I called the Tlingit and Haida Indian tribes of Alaska, and they gave me information that the maternal grandmother is an enrolled member, but the mother is not enrolled, and the children are not enrolled. And to my knowledge, the father is not enrolled in a federally recognized tribe either.[12 ]

During cross-examination, father’s counsel asked the social worker whether "it’s possible that the children are eligible for tribal membership?" The social worker replied, "Yes, it is."13

¶9 The father testified he had "native heritage with the confederated tribes of the Umatilla in Oregon."14 The father also indicated that it was his "understanding that [Z.G. and M.G.] are eligible for tribal membership."15 The mother testified she and the children were "eligible for American Indian tribal membership" with the Tlingit and Haida tribes.16 She also testified that she was not an enrolled member of a federally recognized tribe.17

¶10 In the written shelter care order, the court determined:

Based upon the following, there is not a reason to know the child is an Indian child .... [M]other and father are not enrolled members in a federally recognized tribe. Maternal grandmother is enrolled member, Department continuing to investigate. Mother believes she’s eligible for tribal membership.[18 ]

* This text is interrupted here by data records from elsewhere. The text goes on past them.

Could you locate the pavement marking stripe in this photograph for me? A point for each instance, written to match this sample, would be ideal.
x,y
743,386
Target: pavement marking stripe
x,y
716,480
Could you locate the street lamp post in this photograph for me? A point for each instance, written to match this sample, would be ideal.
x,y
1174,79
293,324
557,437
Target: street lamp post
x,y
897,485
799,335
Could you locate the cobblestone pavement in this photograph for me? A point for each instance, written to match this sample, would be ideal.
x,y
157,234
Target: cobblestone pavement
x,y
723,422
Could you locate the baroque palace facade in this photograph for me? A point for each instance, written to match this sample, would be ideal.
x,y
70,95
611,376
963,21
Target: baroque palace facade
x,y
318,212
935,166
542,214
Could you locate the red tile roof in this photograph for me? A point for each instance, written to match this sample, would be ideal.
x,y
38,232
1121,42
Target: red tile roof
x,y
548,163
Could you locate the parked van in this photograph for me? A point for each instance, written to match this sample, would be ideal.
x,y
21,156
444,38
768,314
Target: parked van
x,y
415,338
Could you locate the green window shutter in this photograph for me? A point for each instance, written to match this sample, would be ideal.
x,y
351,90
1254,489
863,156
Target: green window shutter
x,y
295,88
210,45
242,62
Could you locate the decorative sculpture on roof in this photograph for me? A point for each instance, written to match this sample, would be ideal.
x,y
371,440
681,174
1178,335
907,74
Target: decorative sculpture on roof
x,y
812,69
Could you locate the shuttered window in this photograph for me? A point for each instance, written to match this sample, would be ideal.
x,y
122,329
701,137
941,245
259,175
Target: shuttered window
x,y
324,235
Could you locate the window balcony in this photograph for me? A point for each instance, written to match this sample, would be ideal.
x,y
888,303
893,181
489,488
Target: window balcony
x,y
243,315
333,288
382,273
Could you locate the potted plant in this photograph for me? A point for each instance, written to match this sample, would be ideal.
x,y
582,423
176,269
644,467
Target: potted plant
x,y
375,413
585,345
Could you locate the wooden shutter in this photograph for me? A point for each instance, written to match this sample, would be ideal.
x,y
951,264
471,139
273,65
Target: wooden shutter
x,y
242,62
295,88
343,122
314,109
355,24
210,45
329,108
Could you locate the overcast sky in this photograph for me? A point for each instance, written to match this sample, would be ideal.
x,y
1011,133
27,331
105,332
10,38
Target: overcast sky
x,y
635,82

The court placed Z.G. and M.G. in licensed foster care.19

¶11 On July 30, 2018, the court granted the Tlingit-Haida tribe’s motion to intervene. On September 18, 2018, the court entered a dependency order as to the father’s parental rights.20 Consistent with the tribe’s intervention, the court determined there was "reason to know" Z.G. and M.G. were Indian children and applied ICWA and WICWA.21

¶12 On January 9, 2019, a commissioner of this court granted the father’s motion for discretionary review of the shelter care order. Although the father’s appeal is technically moot, the commissioner determined the issues were of continuing and substantial public importance.22

ANALYSIS

¶13 A law enforcement officer may take a child into custody without a court order if there is probable cause to believe that the child is abused or neglected and if the child might be injured if it was necessary to first obtain a court order.23 Within 72 hours of removal either by a law enforcement officer or court order, the court must conduct a shelter care hearing.24 The father’s appeal concerns the application of ICWA and WICWA at the 72-hour shelter care hearing.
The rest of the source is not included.